Gülerek portakal suyumu içmeye devam ettim.

"Ama... Biz dostuz tatlım."

"Konuşma bitti mi?"

"Hay-"

"Bende öyle düşünmüştüm."

Peçeteyle dudaklarımın kenarını sildikten sonra arkamdan gelen seslenmelere aldırmayıp evden çıktım. Zaten kahvaltı sırasında zaman kaybetmiştim. Bu yüzden koşarak ilerliyordum. Sinirli olmam ayaklarımı yere daha sert vurmama sebep oluyordu. Nasıl hala bu konuyu açabilirler anlamıyorum! Tamam belki geçen yaz ayrıldığımız için... Bu kadar yakın bir zaman dilimi olduğunu belirtmemem kötü mü oldu acaba?
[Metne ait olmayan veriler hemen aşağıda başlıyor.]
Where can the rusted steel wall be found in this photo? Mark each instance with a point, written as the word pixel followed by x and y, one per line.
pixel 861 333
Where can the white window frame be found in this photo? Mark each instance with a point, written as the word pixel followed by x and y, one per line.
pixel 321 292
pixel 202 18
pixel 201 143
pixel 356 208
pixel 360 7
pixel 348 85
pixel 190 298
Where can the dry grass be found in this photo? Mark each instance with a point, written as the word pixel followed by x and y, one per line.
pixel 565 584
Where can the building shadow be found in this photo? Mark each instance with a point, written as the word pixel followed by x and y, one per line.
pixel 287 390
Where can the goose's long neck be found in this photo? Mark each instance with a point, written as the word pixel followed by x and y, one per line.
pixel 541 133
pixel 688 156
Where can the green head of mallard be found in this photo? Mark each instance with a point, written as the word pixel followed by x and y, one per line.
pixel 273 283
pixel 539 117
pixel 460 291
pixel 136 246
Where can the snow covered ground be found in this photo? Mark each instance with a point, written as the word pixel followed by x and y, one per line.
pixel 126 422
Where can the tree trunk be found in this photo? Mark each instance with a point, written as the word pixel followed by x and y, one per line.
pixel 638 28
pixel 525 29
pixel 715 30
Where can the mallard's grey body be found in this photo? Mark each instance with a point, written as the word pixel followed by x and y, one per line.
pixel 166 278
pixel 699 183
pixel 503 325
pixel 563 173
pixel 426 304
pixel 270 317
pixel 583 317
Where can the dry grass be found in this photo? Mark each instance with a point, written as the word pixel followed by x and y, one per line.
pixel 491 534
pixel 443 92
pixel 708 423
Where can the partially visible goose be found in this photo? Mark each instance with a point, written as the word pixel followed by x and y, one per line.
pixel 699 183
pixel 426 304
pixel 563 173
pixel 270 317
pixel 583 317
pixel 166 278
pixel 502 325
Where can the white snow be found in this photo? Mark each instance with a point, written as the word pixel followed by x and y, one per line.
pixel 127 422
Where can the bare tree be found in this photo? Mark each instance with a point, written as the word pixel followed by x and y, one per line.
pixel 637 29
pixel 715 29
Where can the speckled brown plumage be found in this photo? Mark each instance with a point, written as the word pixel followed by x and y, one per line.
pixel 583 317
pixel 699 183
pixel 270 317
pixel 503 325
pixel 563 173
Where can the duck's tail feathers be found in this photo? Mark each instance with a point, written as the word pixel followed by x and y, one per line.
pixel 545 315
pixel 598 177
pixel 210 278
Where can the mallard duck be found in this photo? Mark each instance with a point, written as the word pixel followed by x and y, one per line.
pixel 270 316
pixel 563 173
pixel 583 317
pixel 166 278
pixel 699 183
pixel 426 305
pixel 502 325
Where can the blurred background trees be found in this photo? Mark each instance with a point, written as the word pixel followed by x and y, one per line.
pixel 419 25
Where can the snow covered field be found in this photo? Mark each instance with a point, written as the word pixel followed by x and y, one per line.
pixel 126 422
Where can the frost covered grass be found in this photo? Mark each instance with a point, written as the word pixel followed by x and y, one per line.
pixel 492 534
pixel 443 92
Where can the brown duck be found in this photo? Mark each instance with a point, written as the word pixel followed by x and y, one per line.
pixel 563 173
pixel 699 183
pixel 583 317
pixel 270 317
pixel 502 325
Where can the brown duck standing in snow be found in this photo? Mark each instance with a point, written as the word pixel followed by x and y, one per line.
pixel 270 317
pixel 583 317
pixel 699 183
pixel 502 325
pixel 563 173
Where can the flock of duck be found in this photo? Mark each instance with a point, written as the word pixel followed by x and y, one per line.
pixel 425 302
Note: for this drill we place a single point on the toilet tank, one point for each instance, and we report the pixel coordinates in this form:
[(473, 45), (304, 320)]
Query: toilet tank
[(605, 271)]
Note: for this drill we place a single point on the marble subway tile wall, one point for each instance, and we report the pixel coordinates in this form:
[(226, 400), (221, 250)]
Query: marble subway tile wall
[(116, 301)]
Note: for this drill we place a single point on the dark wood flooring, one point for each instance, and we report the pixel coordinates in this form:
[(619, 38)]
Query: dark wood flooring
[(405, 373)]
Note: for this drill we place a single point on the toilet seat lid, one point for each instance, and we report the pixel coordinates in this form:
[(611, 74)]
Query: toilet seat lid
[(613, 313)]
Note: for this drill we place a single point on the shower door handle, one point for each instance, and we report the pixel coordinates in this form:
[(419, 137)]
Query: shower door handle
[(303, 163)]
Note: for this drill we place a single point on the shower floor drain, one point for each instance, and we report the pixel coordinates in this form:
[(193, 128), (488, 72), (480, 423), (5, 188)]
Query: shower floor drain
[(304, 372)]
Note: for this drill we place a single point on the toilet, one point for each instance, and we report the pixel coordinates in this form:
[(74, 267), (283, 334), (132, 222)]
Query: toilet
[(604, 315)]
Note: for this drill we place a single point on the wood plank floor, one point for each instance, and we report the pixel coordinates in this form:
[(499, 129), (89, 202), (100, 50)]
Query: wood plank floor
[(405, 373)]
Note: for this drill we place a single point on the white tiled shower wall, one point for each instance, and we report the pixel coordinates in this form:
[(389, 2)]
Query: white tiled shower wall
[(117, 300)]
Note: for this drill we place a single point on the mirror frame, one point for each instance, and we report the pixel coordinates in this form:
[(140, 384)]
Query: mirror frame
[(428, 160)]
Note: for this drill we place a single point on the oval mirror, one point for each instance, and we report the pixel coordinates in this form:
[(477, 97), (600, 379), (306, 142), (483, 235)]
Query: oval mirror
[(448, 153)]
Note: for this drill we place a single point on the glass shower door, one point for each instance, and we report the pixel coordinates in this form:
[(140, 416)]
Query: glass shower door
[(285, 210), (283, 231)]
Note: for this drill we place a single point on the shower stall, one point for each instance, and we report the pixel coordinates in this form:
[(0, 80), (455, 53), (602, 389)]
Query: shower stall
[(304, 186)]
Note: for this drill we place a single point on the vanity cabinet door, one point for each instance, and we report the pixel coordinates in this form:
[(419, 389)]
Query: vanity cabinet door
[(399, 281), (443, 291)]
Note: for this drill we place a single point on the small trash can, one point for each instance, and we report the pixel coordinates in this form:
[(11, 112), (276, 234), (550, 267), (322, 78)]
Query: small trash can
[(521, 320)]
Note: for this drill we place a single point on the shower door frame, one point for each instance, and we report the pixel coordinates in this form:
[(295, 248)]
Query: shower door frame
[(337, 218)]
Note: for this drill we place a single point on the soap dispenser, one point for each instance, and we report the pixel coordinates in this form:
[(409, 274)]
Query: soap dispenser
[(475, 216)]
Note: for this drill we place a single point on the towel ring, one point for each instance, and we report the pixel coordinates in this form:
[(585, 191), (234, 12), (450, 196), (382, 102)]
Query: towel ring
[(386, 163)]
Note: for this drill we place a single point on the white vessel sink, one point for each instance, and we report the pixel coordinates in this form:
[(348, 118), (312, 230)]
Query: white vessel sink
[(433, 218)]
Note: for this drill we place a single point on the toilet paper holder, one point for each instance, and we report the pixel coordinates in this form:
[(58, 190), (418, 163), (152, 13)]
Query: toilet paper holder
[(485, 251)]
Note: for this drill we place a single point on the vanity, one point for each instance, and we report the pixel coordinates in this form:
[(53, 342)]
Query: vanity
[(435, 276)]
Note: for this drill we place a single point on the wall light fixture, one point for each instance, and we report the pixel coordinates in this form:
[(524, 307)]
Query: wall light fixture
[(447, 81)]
Audrey'e bu olaydan bahsetmek istemiyordum. Zaten aşırı güven sorunları yaşıyor içinde...

Okula geldiğimde dersin başlamasına neredeyse yirmi dakika kaldığını fark ettim. Hazırlanmam zaten bu kadar sürüyordu! Neyse... Teneffüste görüşürüz Audrey'le.

"Günaydın."

Duyduğum sesle gülümseyerek dolabımın kapağının arkasındaki kişiye baktım.
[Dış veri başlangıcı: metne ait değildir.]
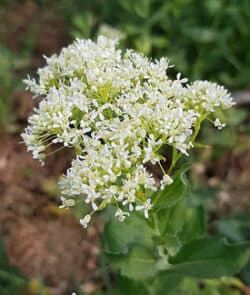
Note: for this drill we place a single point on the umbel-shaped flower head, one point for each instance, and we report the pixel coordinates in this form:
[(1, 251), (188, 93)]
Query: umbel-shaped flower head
[(116, 110)]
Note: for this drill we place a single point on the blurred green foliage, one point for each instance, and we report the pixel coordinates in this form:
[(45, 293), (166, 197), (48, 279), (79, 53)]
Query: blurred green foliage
[(206, 39)]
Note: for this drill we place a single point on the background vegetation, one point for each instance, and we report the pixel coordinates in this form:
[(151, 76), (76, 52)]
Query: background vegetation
[(207, 39)]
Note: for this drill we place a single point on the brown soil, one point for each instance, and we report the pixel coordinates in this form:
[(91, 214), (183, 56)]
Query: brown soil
[(41, 239)]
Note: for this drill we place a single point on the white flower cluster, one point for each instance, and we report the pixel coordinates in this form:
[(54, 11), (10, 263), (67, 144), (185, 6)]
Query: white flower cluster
[(117, 110)]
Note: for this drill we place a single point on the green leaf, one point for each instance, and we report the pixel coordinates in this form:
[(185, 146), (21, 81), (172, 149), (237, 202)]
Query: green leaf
[(210, 258), (171, 194), (171, 219), (194, 227), (139, 264), (119, 237), (165, 283)]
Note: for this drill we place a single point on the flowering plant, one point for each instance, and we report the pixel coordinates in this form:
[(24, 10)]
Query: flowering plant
[(120, 112)]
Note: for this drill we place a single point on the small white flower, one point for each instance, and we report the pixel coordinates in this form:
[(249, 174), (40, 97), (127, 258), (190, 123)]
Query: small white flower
[(146, 206), (85, 221), (116, 110), (121, 215), (218, 124), (166, 180), (66, 203)]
"Günaydın..." dedim utangaç bir tavırla.

Bir süre konuşmadan birbirimizi izledik. Çok güzel... Yüzünün rengi yavaş yavaş yerine geliyordu. Hala birbirimizi yeni sevgililermiş gibi izlememiz çok komikti. Ama elimde değil. Aşırı utanıyorum... Ağzımı açıp konuşacakken omzumda bir el hissettim. Alex her özel anı bölmek zorunda mısın? Sinirle arkamı döndüğümde...

"Jacob..."

Elimdeki kitabı yere düşürmüştüm.

"Seni ne kadar özlediğimi aklın almaz Dream."

Tarzı değişmiş. Daha olgun, daha iyi giyinimli... Bu cümle karşısında ne diyeceğimi bilemiyordum.

"Sevineceğine şüpheliyim ama artık aynı okuldayız."